After the events of that week, I’d found it impossible to face Gareth and Anne again. Even though what happened wasn’t his fault, I’d decided that I was better off keeping out of their way, for fear that we’d descend into an almighty slanging match (or worse).
When I saw him standing next to me at the bar, I didn’t know what to expect. It was a classic awkward moment, of the sort you see in films and soaps. However, we greeted each other cordially and started chatting as though the intervening thirteen years had never taken place. After a couple of minutes, Gareth told me that he was back was because Anne had passed away in Australia. I was shocked. She was quite a bit older than him, but even so she must have been relatively young by modern standards. He didn’t go into details, I offered my condolences, and then we carried on chatting about nothing.
He called in for a pint again yesterday, and once again we lost ourselves in nostalgia about the good old days in Aberdare. In fact, Gareth had come to mind a few days ago, while I was listening to the BBC’s latest Radio 4 on Music podcast. It was a frank interview with Robert Wyatt, and at one point he mentioned that he only rated three British pop groups: The Beatles, The Kinks, and Madness. I remembered a trip to Cardiff with Gareth one day, years ago, when he bought a multi-CD compilation of Madness hits, b-sides, LP tracks and rarities. It crossed my mind then to wonder how he was.
[A digression: The trip in question was one of my semi-regular visits to the theatre. I’d roped Gareth in to see Yasmina Reza’s hilarious play Art in the New Theatre. We met up with Jo R. from work, and the three of us took in a Saturday matinee performance before going for a drink afterwards.
The play is a three-hander, and we saw a touring production with Nigel Havers, Barry Foster and Roger Lloyd Pack. It was an absolute joy to watch, but there’s a sad postscript to this little digression. A little while later, the same company took the play to the West End. I was listening to Steve Wright’s radio show one afternoon, and Nigel Havers was one of his studio guests, talking about the play. When the hourly news bulletin came on, one of the items was an announcement that Barry Foster had died.

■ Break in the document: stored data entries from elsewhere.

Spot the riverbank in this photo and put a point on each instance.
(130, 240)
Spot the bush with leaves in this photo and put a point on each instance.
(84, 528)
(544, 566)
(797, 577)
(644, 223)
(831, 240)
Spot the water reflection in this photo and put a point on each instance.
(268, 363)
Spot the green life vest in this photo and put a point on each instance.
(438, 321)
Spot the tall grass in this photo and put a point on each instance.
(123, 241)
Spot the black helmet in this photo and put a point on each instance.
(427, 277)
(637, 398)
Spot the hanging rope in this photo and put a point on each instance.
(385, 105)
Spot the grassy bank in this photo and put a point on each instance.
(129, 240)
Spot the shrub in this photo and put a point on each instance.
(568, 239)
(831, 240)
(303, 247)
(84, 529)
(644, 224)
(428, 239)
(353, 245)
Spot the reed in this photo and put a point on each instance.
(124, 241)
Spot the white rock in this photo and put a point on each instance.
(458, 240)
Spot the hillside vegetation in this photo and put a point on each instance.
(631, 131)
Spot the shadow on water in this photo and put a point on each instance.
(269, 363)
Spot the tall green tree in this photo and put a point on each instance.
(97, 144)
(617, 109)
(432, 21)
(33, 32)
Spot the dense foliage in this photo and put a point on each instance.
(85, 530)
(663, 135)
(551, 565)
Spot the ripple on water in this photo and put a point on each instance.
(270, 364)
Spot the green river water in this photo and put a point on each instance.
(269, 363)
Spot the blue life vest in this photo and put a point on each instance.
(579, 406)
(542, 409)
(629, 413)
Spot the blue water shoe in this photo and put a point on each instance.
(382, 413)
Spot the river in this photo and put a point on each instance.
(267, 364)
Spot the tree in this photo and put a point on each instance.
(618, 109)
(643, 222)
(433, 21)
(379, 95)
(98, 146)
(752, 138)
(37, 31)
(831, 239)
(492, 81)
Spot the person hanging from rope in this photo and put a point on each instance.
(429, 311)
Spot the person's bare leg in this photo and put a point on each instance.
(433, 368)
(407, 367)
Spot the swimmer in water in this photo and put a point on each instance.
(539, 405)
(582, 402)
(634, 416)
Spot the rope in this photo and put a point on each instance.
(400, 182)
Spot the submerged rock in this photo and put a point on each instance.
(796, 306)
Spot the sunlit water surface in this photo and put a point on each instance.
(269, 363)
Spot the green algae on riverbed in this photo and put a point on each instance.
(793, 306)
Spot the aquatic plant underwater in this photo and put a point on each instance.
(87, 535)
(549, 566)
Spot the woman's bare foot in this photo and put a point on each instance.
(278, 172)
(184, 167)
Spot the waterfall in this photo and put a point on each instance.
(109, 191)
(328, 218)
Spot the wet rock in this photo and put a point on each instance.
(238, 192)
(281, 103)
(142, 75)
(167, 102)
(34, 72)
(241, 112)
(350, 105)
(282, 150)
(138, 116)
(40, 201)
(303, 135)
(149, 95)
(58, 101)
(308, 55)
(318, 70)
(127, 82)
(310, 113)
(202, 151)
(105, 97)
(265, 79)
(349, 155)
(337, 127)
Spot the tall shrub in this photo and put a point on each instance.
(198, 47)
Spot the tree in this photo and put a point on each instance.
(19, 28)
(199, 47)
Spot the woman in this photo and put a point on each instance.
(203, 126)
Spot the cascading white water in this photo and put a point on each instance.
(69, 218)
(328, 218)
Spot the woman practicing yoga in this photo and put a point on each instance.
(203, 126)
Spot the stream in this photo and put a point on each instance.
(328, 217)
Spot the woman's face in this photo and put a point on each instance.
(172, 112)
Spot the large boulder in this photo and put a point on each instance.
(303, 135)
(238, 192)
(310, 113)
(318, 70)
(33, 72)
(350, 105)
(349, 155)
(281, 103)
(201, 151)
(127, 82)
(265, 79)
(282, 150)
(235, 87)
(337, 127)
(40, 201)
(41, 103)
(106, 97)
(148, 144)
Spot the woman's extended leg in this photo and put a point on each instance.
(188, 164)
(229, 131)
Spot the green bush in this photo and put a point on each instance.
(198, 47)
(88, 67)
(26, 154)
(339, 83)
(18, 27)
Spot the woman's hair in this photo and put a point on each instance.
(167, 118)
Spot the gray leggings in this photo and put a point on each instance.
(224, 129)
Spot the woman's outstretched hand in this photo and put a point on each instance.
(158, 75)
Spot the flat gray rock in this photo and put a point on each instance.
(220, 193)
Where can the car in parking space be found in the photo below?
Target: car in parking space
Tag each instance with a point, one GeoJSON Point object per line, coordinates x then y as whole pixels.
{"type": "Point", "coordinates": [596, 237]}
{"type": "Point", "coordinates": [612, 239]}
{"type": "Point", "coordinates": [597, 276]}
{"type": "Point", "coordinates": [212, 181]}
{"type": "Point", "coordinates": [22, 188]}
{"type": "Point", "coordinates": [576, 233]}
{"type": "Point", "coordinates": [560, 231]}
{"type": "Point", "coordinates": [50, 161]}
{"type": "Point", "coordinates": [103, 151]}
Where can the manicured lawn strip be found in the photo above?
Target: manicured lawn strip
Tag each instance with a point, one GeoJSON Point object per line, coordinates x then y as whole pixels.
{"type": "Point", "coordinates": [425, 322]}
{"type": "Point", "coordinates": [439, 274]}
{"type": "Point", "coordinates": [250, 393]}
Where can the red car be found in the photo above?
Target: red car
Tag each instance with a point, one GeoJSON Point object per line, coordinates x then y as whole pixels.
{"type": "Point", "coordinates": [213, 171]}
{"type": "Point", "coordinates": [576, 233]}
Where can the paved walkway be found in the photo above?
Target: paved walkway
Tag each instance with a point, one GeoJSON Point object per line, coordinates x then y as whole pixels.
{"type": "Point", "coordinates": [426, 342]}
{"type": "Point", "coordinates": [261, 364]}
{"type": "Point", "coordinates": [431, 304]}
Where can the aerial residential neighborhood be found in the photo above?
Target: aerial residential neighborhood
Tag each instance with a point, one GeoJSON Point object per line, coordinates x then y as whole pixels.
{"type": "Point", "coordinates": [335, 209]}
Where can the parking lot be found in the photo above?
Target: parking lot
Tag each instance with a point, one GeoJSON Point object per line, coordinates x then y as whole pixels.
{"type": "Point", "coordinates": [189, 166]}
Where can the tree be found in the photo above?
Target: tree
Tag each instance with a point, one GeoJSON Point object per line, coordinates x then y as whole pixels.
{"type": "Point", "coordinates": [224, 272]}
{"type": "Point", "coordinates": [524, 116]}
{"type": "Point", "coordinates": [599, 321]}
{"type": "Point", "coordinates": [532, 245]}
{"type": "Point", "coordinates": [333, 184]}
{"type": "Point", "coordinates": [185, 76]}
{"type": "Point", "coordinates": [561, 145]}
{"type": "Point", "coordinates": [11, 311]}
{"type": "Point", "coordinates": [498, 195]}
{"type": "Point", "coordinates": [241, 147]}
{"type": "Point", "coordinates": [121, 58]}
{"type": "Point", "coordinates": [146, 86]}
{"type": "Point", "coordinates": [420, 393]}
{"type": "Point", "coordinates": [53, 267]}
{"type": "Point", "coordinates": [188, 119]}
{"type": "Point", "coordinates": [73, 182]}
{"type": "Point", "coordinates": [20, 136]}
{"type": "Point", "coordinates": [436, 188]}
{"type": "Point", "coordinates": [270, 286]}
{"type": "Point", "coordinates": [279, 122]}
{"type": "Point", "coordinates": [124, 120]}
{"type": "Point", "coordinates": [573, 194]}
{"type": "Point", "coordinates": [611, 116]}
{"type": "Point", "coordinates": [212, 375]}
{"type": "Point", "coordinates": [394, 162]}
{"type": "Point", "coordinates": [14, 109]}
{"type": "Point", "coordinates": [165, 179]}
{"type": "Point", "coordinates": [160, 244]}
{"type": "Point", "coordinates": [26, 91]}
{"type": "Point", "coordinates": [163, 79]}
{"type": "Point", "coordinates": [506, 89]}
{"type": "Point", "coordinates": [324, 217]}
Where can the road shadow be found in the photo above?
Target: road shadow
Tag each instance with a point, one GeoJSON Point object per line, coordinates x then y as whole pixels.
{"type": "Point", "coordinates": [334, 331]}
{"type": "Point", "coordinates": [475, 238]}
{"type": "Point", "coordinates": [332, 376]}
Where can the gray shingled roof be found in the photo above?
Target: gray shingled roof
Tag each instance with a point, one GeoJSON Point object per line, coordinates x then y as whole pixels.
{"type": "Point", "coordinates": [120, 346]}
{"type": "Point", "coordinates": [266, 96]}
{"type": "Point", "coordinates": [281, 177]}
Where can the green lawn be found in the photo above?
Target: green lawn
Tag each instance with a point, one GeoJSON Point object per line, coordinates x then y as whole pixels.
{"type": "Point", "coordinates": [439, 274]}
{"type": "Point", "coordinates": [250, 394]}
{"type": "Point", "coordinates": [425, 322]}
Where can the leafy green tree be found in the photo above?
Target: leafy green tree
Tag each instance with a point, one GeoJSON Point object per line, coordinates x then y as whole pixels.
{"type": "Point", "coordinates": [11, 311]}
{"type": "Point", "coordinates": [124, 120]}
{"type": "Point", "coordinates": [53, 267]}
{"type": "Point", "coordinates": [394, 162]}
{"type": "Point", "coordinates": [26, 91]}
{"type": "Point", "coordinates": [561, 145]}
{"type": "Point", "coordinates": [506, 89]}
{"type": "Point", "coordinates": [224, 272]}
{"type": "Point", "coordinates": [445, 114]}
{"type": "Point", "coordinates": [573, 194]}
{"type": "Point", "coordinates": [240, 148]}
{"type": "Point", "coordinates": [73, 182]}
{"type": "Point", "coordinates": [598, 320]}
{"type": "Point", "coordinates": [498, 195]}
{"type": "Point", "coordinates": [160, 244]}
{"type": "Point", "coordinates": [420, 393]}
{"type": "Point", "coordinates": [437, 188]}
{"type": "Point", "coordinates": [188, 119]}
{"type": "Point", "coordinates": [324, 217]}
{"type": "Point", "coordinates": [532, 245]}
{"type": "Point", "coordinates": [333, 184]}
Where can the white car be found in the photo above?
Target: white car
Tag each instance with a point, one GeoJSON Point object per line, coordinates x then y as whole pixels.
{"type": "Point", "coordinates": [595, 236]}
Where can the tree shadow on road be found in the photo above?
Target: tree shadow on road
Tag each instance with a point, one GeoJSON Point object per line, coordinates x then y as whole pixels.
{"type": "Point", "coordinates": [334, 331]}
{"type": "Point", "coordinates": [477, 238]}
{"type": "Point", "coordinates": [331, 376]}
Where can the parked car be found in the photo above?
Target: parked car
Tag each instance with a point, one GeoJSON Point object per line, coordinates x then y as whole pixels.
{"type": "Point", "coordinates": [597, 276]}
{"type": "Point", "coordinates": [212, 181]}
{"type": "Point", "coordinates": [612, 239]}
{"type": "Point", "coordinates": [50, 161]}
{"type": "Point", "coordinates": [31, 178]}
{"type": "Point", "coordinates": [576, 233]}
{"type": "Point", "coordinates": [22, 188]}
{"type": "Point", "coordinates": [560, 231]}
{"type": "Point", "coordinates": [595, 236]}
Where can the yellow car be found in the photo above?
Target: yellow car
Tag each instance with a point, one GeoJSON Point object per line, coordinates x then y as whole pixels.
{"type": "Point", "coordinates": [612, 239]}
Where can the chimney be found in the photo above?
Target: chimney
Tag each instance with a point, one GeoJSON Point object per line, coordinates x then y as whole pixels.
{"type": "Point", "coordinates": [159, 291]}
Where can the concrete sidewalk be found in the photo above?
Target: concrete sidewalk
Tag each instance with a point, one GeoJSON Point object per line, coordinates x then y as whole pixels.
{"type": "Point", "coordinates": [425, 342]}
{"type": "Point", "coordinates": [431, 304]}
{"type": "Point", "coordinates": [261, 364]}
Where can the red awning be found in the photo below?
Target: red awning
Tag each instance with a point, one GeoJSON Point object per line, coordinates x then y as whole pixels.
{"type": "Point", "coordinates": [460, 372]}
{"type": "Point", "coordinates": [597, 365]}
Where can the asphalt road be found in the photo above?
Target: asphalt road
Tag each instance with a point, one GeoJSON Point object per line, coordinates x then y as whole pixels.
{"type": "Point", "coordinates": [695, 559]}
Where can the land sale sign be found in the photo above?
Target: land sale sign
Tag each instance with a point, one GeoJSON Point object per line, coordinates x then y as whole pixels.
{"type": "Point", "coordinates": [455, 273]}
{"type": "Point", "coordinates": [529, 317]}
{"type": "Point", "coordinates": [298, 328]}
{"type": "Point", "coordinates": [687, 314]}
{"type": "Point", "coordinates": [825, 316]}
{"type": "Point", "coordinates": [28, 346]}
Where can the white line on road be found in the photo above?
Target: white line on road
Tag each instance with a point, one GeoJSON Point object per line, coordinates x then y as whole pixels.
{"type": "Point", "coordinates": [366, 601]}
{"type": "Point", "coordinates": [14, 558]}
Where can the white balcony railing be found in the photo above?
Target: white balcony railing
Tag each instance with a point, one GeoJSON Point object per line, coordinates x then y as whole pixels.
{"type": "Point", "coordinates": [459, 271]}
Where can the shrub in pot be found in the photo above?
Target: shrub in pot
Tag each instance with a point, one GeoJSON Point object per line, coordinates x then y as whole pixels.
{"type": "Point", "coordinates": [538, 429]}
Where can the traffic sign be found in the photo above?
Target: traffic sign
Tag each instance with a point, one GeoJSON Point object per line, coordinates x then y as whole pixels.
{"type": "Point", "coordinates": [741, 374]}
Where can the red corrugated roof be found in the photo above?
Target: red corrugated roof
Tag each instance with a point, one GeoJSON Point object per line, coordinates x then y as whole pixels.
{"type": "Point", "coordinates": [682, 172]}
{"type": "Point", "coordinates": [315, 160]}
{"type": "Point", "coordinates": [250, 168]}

Presumably Mr Havers, who must have still been in the BBC studios at the time, would have been unaware that he’d be taking the stage with an understudy that night. Roger Lloyd Pack died in January this year. Neither he nor Barry Foster were especially old. To think that two of the three people we saw on stage in Cardiff are no longer with us is rather depressing.]
Quite often in my life, if I think about someone I haven’t seen for a while, I bump into them a couple of days later. It still came as a shock to see Gareth, though, especially as he’d been in Australia for a long time. I’m pleased to say that we were able to resume our friendship pretty much where it had broken off, thirteen years earlier. Anne’s name didn’t come up at all yesterday, and – so far, anyway – Emma hasn’t been mentioned either. But I’d be lying if I said I haven’t thought about her since Gareth’s sudden reappearance. In fact, I don’t think a single day has passed since July 2001 without her coming to my mind for some reason or another.
But what would the point of even asking about her? My life has changed drastically, and hers will undoubtedly have changed as well. She might be married with kids of her own by now. There’s no earthly possibility that the two of us would be able to pick up where we left off, as though nothing had happened since. So far, Gareth and I seem to have handled the seamless edit with considerable panache, but if Emma’s name does come up in conversation, I’m not sure I even want to know how she is any more. For the time being, though, it’s business as usual for the two of us, and that’s the way I’d like it to stay.